Femikaze, an all-female sketch group co-founded by Anneken and co-founder Isa Hopkins in 2011, created more opportunities and a larger audience for women in comedy, according to Anneken.
“We wanted to create an organization that possessed an unabashed feminist point of view,” Anneken said. “At the time it was important to me that people can come to this environment and see comedy by women for women.”
The sketch group launched a comedy curriculum, Laugh Out Loud, in partnership with Girls Inc. of Alameda County, a nonprofit organization that provides educational programs to young girls, particularly those in high-risk, underserved areas.
“The program taught the girls public speaking, confidence and collaboration,” Anneken said, “Femikaze wanted to create more comedy creators and viewers.”
The organization’s operations ceased in June 2015 with the comedy curriculum on hiatus due to timing and financial issues.

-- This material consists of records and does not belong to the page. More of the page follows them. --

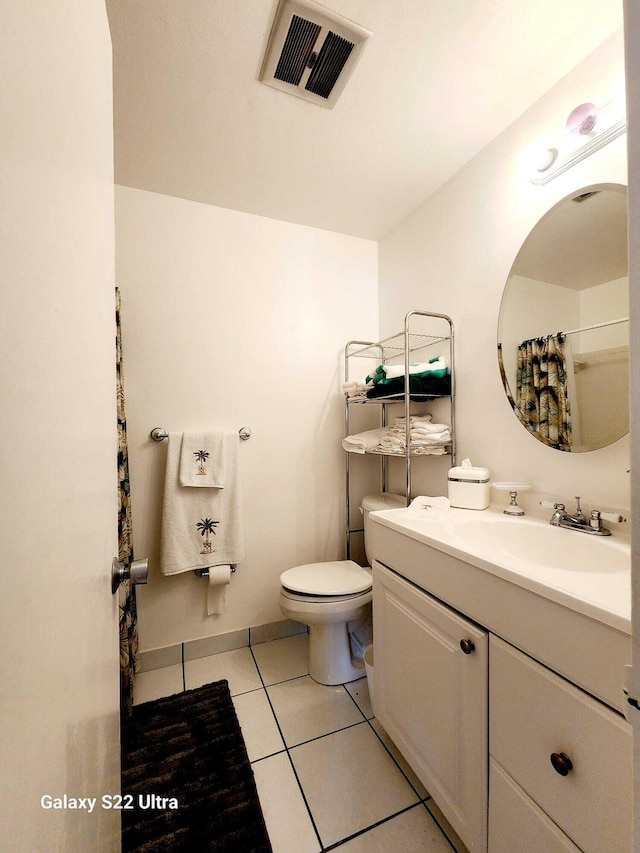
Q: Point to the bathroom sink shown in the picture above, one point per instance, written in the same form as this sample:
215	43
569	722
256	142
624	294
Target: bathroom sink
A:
587	573
528	542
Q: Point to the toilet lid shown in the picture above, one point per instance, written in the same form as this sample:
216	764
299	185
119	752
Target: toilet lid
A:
341	577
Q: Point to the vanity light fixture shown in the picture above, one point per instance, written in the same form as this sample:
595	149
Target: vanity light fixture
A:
587	129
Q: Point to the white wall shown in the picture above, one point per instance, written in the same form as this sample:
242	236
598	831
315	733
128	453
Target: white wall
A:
632	36
58	628
233	320
454	254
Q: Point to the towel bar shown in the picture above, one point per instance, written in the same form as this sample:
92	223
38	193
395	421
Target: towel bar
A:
204	573
159	434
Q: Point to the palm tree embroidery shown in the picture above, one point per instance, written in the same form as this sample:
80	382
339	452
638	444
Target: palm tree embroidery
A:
206	526
201	456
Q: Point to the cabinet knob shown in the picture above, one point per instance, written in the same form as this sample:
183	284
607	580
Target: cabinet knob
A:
562	764
467	646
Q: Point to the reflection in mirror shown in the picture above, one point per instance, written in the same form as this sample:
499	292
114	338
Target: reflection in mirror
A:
563	330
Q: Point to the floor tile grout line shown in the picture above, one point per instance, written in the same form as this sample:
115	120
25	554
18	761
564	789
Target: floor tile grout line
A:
440	827
286	749
393	758
366	829
326	734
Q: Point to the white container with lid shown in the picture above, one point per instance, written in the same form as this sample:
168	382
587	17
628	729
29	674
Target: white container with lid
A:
469	486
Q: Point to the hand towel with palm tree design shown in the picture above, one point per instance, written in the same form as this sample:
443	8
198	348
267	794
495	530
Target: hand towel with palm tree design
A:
202	458
201	528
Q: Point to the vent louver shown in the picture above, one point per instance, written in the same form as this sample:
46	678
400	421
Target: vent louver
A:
311	51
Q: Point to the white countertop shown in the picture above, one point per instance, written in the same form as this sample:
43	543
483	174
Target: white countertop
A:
586	573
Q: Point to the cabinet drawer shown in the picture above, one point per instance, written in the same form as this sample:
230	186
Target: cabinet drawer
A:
517	823
534	714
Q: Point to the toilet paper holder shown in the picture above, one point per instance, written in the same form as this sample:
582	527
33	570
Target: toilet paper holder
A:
204	573
137	572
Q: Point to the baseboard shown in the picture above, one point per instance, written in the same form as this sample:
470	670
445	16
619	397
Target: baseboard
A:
205	646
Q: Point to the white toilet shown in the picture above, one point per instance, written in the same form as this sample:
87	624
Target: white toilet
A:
328	596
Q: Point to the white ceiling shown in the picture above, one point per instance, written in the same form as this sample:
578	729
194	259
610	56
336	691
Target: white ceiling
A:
438	80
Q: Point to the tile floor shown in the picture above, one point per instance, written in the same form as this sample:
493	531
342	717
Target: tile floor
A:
327	774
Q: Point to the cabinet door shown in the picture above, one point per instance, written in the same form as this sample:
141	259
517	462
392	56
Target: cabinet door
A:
431	698
516	823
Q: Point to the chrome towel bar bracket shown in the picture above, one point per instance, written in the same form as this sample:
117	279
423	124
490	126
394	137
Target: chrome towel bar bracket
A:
159	434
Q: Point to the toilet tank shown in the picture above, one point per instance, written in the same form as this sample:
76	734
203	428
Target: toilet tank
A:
371	503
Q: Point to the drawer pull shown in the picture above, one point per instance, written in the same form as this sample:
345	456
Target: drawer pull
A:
467	646
562	764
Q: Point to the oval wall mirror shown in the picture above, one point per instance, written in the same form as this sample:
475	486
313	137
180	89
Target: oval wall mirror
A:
563	329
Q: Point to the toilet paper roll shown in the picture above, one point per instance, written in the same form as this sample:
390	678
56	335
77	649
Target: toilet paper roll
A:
219	577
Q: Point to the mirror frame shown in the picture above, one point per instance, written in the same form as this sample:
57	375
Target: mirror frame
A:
613	186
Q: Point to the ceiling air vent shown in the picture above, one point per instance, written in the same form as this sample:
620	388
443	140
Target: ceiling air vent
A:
311	51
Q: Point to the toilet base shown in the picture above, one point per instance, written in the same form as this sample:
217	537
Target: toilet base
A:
330	654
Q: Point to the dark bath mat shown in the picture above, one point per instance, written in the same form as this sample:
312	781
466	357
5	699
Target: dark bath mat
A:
189	748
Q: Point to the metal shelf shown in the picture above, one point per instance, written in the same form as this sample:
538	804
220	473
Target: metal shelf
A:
396	398
384	351
394	347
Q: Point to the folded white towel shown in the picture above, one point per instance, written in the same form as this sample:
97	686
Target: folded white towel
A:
414	421
428	429
202	458
200	527
360	442
431	438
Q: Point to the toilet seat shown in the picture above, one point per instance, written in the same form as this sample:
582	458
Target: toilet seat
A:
315	600
338	579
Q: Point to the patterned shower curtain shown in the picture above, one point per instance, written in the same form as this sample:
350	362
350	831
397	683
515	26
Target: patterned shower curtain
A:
127	591
541	390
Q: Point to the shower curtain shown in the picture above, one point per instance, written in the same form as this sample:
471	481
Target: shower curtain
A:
127	591
541	390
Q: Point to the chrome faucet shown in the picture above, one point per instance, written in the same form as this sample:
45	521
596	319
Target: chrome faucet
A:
579	521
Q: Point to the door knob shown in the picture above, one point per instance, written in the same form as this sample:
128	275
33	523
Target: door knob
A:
561	762
136	572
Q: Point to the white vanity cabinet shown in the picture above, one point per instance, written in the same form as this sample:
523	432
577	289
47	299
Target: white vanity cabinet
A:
558	760
568	753
431	697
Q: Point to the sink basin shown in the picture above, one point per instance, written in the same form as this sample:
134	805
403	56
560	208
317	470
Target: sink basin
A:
541	544
587	573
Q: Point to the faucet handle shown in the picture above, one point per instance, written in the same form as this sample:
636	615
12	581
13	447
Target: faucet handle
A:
614	517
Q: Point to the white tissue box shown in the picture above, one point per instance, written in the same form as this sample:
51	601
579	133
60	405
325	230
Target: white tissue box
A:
469	487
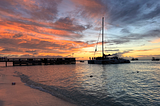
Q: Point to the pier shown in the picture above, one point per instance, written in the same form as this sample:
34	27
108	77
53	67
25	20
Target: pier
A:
38	61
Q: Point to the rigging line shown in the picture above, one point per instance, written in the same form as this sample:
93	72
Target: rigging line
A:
97	41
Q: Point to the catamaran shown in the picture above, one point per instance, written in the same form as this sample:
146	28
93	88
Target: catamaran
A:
106	59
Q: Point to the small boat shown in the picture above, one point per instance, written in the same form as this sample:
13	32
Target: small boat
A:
106	59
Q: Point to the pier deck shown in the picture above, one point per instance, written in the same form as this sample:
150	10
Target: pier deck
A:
38	61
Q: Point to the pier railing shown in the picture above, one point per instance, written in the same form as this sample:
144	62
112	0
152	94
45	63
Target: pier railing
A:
38	61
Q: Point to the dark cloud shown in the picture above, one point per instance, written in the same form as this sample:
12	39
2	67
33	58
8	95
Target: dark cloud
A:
17	35
127	12
125	31
39	10
69	24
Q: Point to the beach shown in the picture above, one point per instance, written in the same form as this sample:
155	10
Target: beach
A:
23	95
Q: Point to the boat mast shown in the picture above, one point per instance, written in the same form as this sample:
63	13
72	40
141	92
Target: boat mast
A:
102	36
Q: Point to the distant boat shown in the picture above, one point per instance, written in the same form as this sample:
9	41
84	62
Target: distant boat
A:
154	59
134	59
106	59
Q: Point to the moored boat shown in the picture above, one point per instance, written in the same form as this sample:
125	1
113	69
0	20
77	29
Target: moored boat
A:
106	59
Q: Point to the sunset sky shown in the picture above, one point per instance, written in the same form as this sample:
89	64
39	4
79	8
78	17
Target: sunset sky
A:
71	28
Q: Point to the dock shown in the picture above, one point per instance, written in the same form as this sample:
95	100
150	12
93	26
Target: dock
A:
38	61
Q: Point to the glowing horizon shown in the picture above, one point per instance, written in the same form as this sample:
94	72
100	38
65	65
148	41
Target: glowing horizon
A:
70	28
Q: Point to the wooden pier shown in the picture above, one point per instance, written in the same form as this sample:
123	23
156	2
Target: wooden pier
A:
38	61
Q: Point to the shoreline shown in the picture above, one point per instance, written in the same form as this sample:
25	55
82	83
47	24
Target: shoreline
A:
23	95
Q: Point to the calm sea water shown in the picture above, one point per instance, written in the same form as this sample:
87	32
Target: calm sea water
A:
133	84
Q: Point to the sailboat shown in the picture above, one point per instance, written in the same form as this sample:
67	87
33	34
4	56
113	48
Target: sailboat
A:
106	59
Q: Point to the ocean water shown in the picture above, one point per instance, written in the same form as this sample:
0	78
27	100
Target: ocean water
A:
132	84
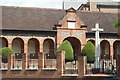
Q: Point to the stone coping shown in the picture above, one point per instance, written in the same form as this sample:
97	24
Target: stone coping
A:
31	69
16	69
3	69
69	75
71	68
51	69
100	75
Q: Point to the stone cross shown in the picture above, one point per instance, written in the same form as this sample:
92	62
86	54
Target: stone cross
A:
97	45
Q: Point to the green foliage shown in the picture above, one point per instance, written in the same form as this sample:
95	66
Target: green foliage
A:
66	46
5	52
117	23
89	51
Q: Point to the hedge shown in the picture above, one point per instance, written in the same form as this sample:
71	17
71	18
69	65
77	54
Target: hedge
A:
66	46
89	51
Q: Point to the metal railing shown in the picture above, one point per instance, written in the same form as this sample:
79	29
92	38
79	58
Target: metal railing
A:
33	61
107	66
50	62
71	68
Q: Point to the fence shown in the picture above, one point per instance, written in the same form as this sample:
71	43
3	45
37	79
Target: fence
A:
50	62
33	61
71	67
107	66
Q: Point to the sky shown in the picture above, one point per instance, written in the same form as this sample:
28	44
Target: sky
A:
58	4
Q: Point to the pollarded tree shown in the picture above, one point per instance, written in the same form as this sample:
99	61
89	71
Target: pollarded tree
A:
5	52
89	51
66	46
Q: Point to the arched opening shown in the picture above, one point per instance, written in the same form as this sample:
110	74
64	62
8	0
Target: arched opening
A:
116	47
18	47
33	48
105	49
4	42
4	63
48	48
92	41
76	46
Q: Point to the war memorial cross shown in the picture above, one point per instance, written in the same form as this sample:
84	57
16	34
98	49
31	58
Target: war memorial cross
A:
97	45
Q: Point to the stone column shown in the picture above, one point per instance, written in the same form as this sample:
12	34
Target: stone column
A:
82	63
41	47
0	61
118	66
111	52
40	60
10	45
25	48
61	61
24	61
10	61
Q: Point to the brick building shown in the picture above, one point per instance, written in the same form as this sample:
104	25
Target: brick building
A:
29	31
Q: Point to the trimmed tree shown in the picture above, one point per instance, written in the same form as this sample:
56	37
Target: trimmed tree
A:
116	24
66	46
5	52
89	51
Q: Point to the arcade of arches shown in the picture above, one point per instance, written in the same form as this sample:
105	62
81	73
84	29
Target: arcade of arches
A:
33	46
108	50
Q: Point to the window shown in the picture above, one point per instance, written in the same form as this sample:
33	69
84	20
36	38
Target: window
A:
71	25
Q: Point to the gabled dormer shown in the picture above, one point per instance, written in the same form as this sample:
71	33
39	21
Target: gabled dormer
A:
70	21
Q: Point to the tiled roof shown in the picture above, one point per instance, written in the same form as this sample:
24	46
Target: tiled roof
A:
20	18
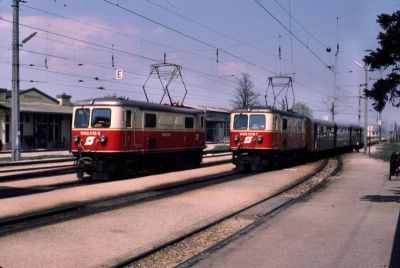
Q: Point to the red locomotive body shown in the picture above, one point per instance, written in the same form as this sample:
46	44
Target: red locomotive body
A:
262	136
113	134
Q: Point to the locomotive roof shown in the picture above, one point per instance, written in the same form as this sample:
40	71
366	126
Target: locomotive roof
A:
263	109
114	101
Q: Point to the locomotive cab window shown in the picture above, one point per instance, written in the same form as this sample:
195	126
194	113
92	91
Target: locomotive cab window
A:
240	121
150	120
284	124
101	117
257	121
189	122
81	118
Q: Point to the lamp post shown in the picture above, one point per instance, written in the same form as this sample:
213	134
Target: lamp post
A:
15	132
15	109
366	104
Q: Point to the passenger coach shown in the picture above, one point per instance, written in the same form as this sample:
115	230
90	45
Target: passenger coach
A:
262	136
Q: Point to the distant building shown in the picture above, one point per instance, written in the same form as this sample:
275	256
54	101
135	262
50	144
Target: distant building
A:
45	122
217	123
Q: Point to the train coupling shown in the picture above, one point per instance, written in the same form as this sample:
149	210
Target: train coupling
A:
85	165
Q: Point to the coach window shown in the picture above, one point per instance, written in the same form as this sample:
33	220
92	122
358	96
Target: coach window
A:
81	118
284	124
189	122
150	120
128	118
257	121
240	121
101	117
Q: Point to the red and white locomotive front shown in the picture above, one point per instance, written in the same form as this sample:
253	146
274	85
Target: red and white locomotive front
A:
96	129
259	136
254	131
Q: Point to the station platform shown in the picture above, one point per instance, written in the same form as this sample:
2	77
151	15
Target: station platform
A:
354	222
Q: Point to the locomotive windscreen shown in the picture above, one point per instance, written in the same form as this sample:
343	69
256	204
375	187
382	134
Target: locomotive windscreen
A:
81	118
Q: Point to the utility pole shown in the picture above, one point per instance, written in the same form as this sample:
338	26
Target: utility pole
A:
366	104
359	105
366	110
15	132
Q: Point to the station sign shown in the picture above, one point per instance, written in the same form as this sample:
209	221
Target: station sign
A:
119	74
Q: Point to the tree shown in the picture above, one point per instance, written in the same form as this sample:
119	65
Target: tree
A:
302	108
386	57
245	97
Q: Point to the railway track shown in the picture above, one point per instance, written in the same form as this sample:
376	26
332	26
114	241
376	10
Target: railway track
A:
179	251
11	171
85	208
108	205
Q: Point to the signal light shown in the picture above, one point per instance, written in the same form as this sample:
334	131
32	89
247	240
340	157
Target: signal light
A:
76	138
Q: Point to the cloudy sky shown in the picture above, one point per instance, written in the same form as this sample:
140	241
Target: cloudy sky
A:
80	43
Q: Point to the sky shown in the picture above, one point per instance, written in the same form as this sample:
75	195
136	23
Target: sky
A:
80	44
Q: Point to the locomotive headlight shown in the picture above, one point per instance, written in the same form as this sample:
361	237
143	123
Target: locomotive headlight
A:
76	138
102	139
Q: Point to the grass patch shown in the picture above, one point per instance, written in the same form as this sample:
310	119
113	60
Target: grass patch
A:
384	151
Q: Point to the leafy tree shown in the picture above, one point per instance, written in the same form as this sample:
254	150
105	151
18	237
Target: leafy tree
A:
302	108
386	57
245	97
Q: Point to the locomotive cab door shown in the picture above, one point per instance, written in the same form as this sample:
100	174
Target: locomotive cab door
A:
128	134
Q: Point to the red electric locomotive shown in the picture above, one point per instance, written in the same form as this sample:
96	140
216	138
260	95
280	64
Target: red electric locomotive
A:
262	136
114	134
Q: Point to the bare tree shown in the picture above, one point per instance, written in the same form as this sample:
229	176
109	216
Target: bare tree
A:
303	108
386	57
245	97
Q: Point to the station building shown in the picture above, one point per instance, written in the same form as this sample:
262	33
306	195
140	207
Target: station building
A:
217	124
45	122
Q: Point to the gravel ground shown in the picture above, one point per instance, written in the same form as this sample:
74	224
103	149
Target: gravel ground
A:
181	251
313	181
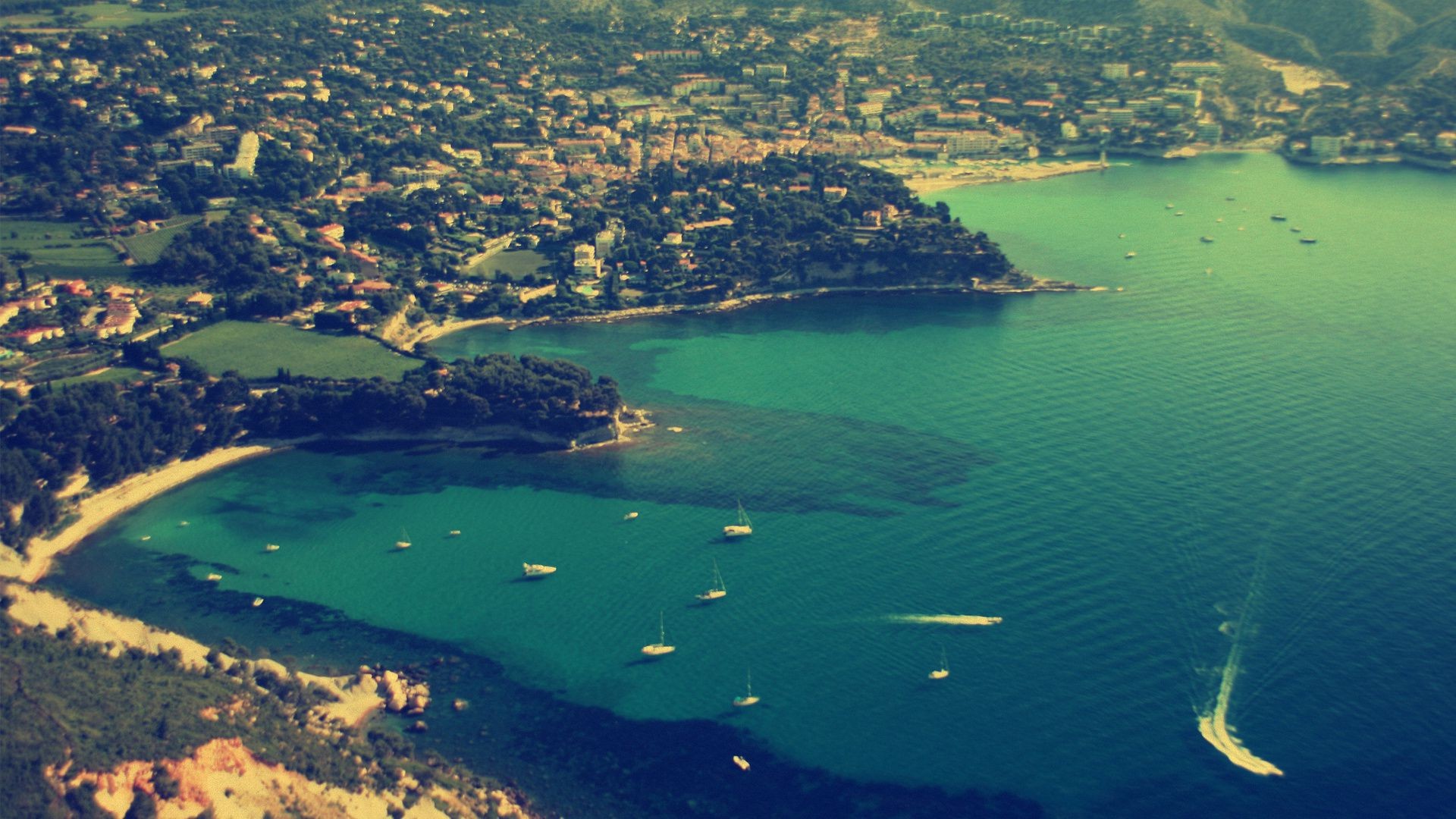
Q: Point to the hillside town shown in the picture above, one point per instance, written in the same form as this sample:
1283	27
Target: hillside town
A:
375	168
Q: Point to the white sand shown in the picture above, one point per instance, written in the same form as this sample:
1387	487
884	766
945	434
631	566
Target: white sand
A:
108	503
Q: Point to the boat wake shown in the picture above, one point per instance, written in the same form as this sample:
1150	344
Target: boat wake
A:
1215	725
946	620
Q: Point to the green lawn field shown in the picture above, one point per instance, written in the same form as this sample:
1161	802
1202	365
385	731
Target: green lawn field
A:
258	350
147	246
57	243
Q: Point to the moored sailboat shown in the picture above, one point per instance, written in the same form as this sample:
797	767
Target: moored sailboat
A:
747	698
740	529
660	648
536	570
944	670
718	589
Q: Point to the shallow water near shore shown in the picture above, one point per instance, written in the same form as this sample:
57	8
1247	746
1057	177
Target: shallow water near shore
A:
1253	430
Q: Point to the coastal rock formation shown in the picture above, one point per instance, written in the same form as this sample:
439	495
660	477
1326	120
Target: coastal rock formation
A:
224	777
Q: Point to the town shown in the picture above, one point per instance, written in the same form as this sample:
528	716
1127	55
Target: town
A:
384	168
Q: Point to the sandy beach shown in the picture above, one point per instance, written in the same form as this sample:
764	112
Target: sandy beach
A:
925	177
111	502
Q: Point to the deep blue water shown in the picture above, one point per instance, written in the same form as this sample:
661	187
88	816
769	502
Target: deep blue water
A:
1248	430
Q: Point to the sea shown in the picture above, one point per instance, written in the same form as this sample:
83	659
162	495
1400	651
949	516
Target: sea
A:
1237	450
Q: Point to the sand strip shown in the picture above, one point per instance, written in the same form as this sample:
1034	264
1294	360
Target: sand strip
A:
111	502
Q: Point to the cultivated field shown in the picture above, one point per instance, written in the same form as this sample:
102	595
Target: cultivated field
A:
57	245
258	350
147	248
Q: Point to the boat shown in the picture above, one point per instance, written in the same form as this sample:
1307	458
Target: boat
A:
944	670
747	698
533	570
660	648
740	529
718	589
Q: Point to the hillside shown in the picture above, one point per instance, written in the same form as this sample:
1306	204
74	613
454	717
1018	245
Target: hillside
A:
1370	41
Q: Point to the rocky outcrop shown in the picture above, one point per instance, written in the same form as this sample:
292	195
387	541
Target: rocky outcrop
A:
226	779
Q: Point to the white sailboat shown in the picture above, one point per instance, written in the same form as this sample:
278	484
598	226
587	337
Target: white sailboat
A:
740	529
944	670
660	648
535	570
718	591
747	698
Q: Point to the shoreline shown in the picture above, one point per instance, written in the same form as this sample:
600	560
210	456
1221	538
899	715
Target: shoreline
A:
974	286
96	510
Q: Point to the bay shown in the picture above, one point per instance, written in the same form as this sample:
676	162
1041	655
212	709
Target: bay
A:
1250	430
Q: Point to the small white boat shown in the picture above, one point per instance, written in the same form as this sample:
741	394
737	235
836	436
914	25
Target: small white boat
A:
718	589
660	648
747	698
944	670
740	529
533	570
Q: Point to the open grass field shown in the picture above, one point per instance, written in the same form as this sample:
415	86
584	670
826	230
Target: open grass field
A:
511	262
98	17
147	246
258	350
109	375
57	243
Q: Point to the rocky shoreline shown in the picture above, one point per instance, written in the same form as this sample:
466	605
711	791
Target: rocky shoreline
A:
1027	284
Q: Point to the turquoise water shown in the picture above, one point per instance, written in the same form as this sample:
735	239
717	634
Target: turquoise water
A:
1250	428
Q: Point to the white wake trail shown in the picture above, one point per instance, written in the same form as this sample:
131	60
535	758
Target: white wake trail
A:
1215	725
946	620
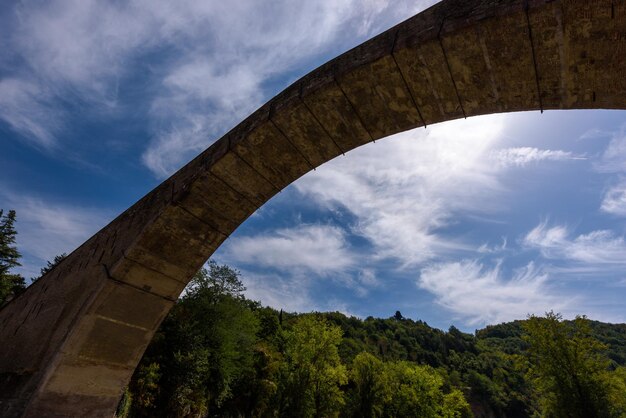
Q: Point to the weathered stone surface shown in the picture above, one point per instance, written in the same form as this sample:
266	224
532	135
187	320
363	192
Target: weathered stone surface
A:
70	342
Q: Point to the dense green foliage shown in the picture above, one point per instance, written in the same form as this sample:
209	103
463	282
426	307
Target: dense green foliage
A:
568	368
10	284
219	354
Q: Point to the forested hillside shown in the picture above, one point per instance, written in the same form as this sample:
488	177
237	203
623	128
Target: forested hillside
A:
219	354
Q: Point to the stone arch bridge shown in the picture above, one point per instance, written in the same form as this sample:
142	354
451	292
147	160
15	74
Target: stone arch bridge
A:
70	343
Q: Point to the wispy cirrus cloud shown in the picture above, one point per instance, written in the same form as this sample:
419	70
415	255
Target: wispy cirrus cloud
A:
401	206
600	248
614	201
204	65
25	106
480	294
47	229
613	158
317	249
522	156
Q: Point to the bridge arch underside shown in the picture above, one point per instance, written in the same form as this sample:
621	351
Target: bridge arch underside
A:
71	342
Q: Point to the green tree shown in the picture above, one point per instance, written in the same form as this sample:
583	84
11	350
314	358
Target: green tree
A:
203	349
416	391
10	284
368	387
568	369
312	371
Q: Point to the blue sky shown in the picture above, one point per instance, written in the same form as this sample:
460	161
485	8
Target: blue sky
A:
469	222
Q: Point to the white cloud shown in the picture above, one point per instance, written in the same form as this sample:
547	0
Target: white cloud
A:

Anneken, however, is advocating for feminist issues through her own stand up.
“If I can make a contribution to advancing women’s positions in the comedy world, I want to be doing that,” Anneken said. “Luckily, in my day job, that is something I am able to do.”
Rooting an issue of women’s rights in a humorous story or a personal perspective can be a powerful means of making a point, according to Anneken.
“Your audience will be there and be open to what you have to say,” Anneken said. “I think there’s a certain fearlessness that comes with doing comedy that lies within a form of advocacy.”